Bahagia saya tidak terkira. Babad Banyumas sudah punya dua naskahnya. Walau hanya kopiannya saja. Meski hanya edisi latin Jawanya saja, bukan yang edisi asli yang huruf Jawa.
Saya merasa bangga mendapat buku Babad Banyumas salinan, ‘Tedakan Serat Babad Banyumas Natahamijaya’. Nasakah salinan dari buku ‘Serat Babad Banyumas Mertadiredjan’. Dulunya disalin oleh Raden Natahamijaya, Carik Jaksa Magetan, yang kemudian dilatinkan.
Konon, naskah ‘Serat Babad Banyumas Mertadiredjan’ adalah satu-satunya naskah Babad Banyumas yang memuat silsilah sejarah kiri. Silsilah sejak dari Nabi Adam sampai leluhur Banyumas. Naskah Babad Banyumas lain tidak sedetil itu dalam mengisahkan mitos dan asal mula keberadaan leluhurnya.
Hanya sayangnya, karena yang saya miliki adalah naskah kopian, saya menemukan beberapa kesalahan. Ada dua kekeliruan penulisan yang membuat saya bertanya-tanya penasaran.
Kekeliruan yang pertama ada pada bait 140 dalam pupuh Kinanti. Tembang Kinanti yang seharusnya terdiri 6 baris hanya tertulis 5 baris. Baris terakhir tidak tertulis.
Kekeliruan yang kedua ada pada bait nomor 485 dan 486 dalam pupuh Asmarandana. Dalam dua bait itu terdapat pengulangan 3 baris lagu yang sama persis kalimatnya.
Saya merasa janggal dengan dua kekeliruan tersebut. Namun, karena naskah yang saya miliki hanya itu saja, saya tidak bisa mengeceknya. Tidak ada pembanding lainnya.
Saya berusaha mencari di online, siapa tahu ada naskah Babad Banyumas yang bisa diunduh. Ternyata, tidak menemukannya.
Saya pun penasaran sekali.
Naskah kopian saya adalah salinan latin dari naskah ‘Tedakan Serat Babad Banyumas’, maka siapa yang telah melakukan kekeliruan itu?
Apakah yang melatinkan dari naskah ‘Tedakan Serat Babad Banyumas’, yakni Pudja Martaya dan Solechan?

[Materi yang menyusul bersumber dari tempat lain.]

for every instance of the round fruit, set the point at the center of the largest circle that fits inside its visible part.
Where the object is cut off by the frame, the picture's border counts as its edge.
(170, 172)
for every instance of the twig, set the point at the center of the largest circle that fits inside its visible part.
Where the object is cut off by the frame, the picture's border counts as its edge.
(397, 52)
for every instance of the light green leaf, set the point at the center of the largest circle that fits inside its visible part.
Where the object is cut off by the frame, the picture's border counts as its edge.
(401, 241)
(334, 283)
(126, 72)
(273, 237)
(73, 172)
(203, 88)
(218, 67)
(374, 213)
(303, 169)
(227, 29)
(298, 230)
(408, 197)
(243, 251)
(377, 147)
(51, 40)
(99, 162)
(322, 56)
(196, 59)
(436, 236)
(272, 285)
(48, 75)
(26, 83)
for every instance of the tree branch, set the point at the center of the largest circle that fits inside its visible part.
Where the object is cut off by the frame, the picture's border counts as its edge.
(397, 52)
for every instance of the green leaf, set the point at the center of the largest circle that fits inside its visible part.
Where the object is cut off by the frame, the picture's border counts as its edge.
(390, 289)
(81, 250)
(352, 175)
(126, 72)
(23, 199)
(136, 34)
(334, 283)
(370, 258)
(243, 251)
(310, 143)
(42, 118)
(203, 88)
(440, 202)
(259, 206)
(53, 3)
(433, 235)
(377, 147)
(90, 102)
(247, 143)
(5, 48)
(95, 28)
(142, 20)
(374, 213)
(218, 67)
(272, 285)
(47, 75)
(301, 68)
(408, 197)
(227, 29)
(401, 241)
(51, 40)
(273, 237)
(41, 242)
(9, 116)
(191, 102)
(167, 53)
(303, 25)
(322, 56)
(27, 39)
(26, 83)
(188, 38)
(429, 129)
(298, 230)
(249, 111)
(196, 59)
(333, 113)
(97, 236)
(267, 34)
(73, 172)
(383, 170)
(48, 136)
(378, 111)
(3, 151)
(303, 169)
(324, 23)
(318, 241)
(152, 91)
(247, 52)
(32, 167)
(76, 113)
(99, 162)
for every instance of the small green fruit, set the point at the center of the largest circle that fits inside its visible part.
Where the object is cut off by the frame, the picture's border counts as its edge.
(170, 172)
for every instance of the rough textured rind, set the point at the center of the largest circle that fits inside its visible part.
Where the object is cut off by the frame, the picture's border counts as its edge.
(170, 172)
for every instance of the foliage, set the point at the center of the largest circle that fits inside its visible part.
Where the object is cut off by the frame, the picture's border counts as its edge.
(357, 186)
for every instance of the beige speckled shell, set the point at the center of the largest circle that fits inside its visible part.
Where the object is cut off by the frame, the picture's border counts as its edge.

Atau yang menyalin dari ‘Serat Babad Banyumas Mertadiredjan’, yakni Raden Natahamijaya?
Lama saya mencari, kira-kira kepada siapa saya bisa bertanya tentang dua kesalahan itu?
Semua teman penulis sudah saya datangi. Namun, mereka tidak bisa memberikan jawaban. Bagaimana bisa menjawab, pernah buka Babad Banyumas saja belum. Bahkan memilikinya juga tidak.

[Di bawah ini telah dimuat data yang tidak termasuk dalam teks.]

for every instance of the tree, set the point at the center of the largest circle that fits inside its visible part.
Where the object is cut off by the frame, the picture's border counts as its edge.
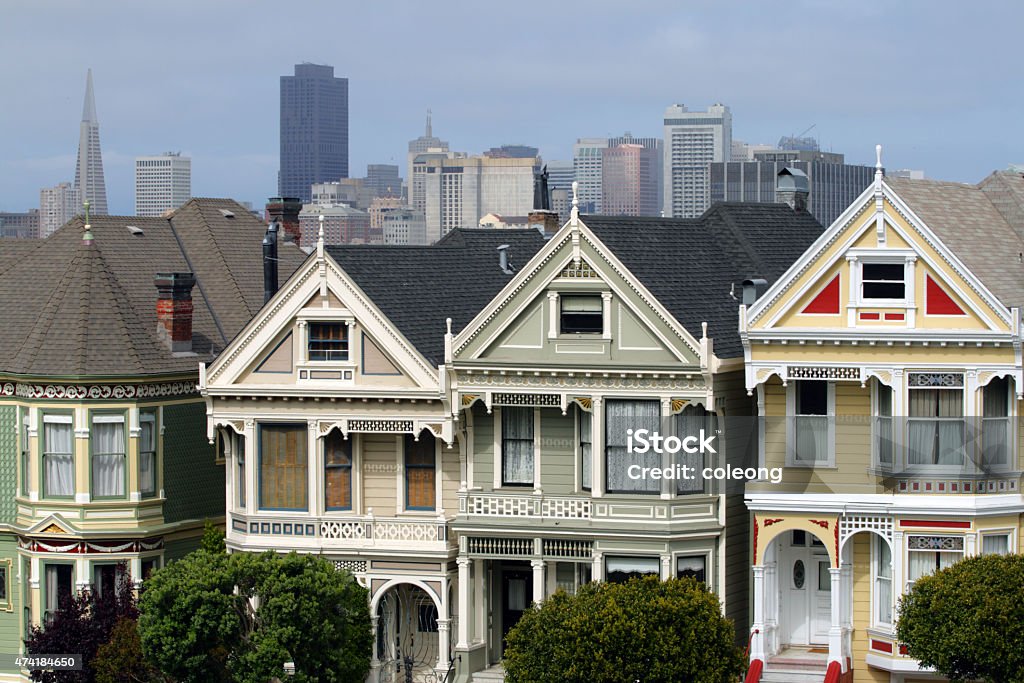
(81, 625)
(967, 621)
(212, 616)
(645, 630)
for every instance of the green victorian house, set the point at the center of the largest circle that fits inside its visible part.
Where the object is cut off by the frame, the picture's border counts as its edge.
(103, 456)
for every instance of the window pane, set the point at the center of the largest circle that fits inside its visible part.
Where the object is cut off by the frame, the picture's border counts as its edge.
(283, 467)
(622, 416)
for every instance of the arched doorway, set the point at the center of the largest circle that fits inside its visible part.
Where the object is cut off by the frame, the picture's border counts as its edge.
(408, 635)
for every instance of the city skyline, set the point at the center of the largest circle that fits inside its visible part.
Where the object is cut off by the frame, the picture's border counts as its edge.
(221, 95)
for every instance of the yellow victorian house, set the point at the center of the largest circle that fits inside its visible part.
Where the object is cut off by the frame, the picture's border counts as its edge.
(886, 366)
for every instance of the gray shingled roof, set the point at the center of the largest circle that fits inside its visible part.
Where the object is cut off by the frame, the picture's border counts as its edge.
(419, 287)
(691, 264)
(965, 217)
(73, 310)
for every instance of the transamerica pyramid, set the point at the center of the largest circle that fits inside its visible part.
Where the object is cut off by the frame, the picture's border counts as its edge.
(89, 169)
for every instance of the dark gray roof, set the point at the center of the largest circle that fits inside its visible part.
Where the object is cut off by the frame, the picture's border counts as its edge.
(419, 287)
(89, 310)
(691, 264)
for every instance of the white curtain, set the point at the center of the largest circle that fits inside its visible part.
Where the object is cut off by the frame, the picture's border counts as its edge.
(689, 423)
(517, 444)
(620, 417)
(586, 449)
(147, 456)
(108, 459)
(58, 466)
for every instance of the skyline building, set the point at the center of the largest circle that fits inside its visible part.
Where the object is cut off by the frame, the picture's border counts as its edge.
(630, 180)
(57, 205)
(89, 167)
(162, 182)
(834, 184)
(313, 129)
(692, 141)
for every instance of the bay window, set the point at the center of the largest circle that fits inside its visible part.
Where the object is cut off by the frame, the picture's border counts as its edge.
(620, 418)
(517, 445)
(58, 456)
(107, 441)
(283, 475)
(337, 471)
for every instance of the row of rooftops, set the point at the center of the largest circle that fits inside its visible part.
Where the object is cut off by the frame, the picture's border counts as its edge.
(75, 309)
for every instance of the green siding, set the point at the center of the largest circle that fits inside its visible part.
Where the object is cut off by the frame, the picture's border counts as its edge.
(557, 451)
(8, 463)
(10, 622)
(194, 483)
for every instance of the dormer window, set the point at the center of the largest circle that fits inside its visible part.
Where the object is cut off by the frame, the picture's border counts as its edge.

Sampai kemudian saya teringat pada nama besar, sosok kolektor babad terkemuka di Banyumas. Orang yang sangat paham silsilah Banyumas. Bahkan disebut sebagai kuncen-nya sejarah Banyumas. Beliau dikenal punya banyak sumber terkait sejarah Banyumas, baik yang berbahasa Jawa maupun Belanda.
Dokter Soedarmadji!
Saya sudah lama mendengar nama besar itu. Namun entah mengapa, saya belum berani datang bertemu langsung. Karena dari yang saya dengar, semua yang datang padanya adalah para peneliti. Baik tingkat nasional maupun internasional.

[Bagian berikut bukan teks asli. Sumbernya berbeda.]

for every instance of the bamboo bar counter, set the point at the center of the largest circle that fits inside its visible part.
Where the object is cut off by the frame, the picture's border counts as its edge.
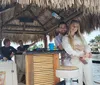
(41, 68)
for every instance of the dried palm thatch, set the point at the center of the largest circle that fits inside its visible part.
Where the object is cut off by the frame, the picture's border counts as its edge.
(66, 9)
(88, 6)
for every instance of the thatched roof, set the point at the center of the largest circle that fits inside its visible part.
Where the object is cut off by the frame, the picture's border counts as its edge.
(34, 19)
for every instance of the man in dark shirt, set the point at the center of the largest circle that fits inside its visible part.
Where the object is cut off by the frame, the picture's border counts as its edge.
(22, 48)
(7, 51)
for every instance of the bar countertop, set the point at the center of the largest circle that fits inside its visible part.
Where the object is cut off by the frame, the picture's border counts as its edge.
(44, 52)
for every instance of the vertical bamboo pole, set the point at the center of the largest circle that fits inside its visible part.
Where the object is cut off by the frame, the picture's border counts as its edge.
(45, 41)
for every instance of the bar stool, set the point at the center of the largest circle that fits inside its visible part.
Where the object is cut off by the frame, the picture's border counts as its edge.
(68, 73)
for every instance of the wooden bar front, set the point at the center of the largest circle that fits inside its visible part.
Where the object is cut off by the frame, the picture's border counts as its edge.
(41, 69)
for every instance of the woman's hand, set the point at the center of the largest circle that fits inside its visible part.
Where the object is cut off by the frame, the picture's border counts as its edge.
(83, 60)
(88, 55)
(5, 59)
(79, 47)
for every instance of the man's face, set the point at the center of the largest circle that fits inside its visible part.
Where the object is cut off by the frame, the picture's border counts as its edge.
(62, 29)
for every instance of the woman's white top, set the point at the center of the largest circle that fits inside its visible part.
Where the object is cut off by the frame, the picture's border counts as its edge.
(75, 53)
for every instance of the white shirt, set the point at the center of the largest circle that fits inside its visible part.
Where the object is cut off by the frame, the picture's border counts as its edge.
(74, 53)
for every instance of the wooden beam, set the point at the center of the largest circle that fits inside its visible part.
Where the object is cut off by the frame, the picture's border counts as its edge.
(73, 15)
(26, 26)
(37, 20)
(24, 9)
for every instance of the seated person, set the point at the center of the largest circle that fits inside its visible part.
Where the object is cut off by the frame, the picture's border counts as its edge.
(22, 48)
(7, 51)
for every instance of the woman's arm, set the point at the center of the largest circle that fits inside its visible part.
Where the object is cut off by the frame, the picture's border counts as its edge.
(67, 47)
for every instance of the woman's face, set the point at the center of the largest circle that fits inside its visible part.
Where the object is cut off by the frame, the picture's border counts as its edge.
(62, 29)
(74, 27)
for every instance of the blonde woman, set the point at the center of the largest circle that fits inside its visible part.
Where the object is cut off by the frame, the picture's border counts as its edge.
(75, 45)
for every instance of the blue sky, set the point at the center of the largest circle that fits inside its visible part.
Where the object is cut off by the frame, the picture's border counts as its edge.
(88, 37)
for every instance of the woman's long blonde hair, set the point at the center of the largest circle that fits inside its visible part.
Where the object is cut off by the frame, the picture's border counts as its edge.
(78, 33)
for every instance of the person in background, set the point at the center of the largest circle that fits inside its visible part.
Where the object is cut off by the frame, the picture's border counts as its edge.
(22, 48)
(75, 45)
(7, 51)
(60, 32)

Nah, saya minder kalau soal akademisi begitu. Karena penelitian saya hanya berdasar pada kecintaan dan penasaran saja.
Namun, karena lama saya tidak menemukan sosok lain, saya menyerah.
Saya merasa tidak ada sumber lain yang bisa dijadikan jalan penerang penasaran kesalahan. Akhirnya saya beranikan datang bertamu ke rumahnya.
Agak takut-takut untuk sekadar mengetuk pintu rumahnya yang khas tinggi bergaya kolonial. Keminderan saya sebagai orang desa, anak dari orang tua yang buta huruf, mendadak membuat jari saya kaku untuk mengetuk.
Mental rakyat jelata saya mendadak hinggap, karena memandang beliau adalah trah bangsawan Banyumas.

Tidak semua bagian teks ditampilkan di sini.